This week I'm getting my hair dyed for a wedding I get to walk in a couple of weeks from now. I'm excited to add a little blonde and get back to feeling fresh. The last time I had it dyed in salon was two years ago, when I dyed it bright red right before my Salutatorian Speech. It wasn't the smartest move I ever made, but a little (even crazy) change every now and then is good for me.
I got the results back from my gestational diabetes test, and I am diabetes free! I wasn't really worried about the idea of having it (if I had it, I had it), but it is nice to avoid the finger pricking and such. Charlotte is over twenty-six weeks now, a point her brother never made it to. She's moving all the time, some bigger movement and often able to be seen from the outside. She loves a lot of the same things her brother did: matt's singing, church services, exciting movies, car rides, riveting office work, and snuggles before bed. Ok, so mostly she just likes when I'm sitting still.

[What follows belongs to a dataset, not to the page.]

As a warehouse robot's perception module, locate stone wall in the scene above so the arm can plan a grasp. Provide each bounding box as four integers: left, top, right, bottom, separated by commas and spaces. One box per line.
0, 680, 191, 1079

Since we lost Christian, many women have reached out to me to reach out to another mother who has recently lost a baby. All I can give them is the Bible verses that God gave us, and the truth that their baby is living a pain-free, perfect life. I wish more women were open about the grief of child loss. It's a life-changing pain that shouldn't be stifled. I'm certainly not thankful that we had to lose Christian, but I am thankful for the ministry it gives us with women who need love.
Thanks for following along on our life-journey: through our loss, the hope of our new pregnancy, and the ever-present joy of being married to my best friend.